The main Reading Room has an inscription saying “One God, one law, one element, and one far-off Divine event, to which the whole creation moves.” – Tennyson. Besides that, you can also see a passage from the Holy Bible above the figure of Religion, which says, “What doth the Lord require of thee, but to do justly, and to love mercy, and to walk humbly with thy God?” – Holy Bible, Micah 6:8, while above the figure of Science, you could see the writing, “The heavens declare the glory of God; and the firmament sheweth His handiwork.” – Holy Bible, Psalms 19:1

While walking through the balustrade of the galleries, you can see the bronze statues that include the statues of Moses and that of St. Paul. You can also see various murals that have figures of countries and their contributions to the modern civilization in the dome on the main Reading Room, which includes the inscription written in Hebrew characters saying, “Thou shalt love thy neighbor as thyself.” (Leviticus 19:18)
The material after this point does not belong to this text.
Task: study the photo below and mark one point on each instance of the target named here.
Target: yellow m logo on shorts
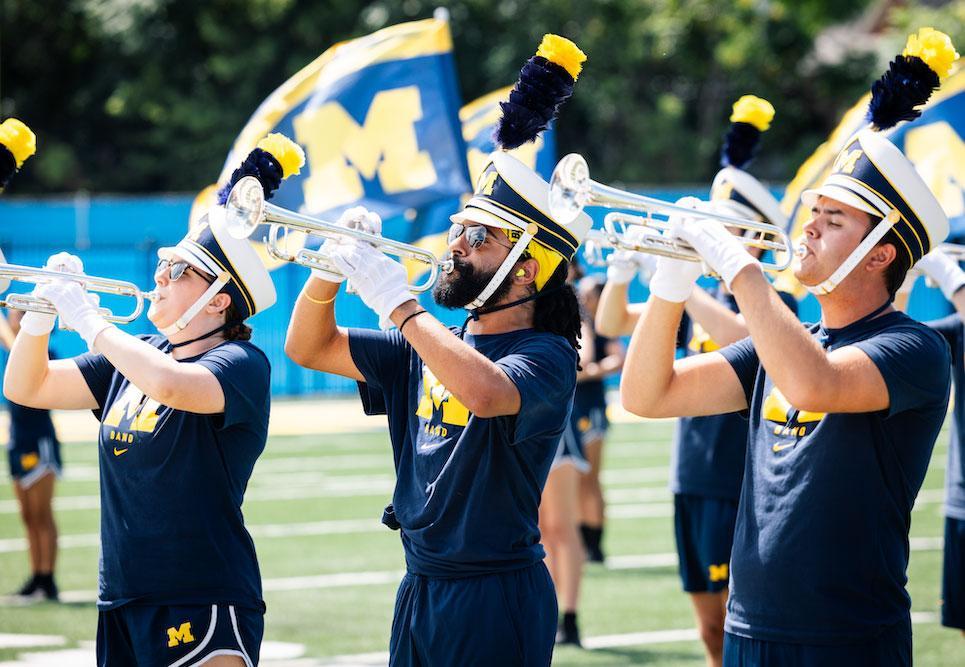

A painting by Charles Sprague Pearce, which is titled “The Family”, can be seen at the other end of the North Mosaic corridor that represents all the paces in a family life including Labor, Study, Recreation, and Religion. The motto of each state and their seals can also be seen in The Member of Congress Reading Room ceiling panels:

  • Florida: In God we trust
  • Arizona: Ditat Deus [God enriches]
  • Colorado: Nil sine numine [Nothing without God]
  • Texas: Our liberties we prize, and our rights we will maintain
  • Virginia: Sic semper tyrannis [Thus ever to tyrants]

There is also a panel here with the words of creation “Let there be light.” (Genesis: 1:3)

You can see angels in corners that represent Metaphysics, Physics, Theology, and Psychology. You can also see another panel depicting the dragon of ignorance being crushed by the spirit of truth, upon its ascending to heaven.

There are also small angels holding the plumb, the level, the square, and the Bible, which shows their significance in the Universal Law. You can see the writing, “There is but one temple in the universe and that is the body of man.” – Novalis, Philosophy, and Physics, inscribed in the corner in front of the Great Hall.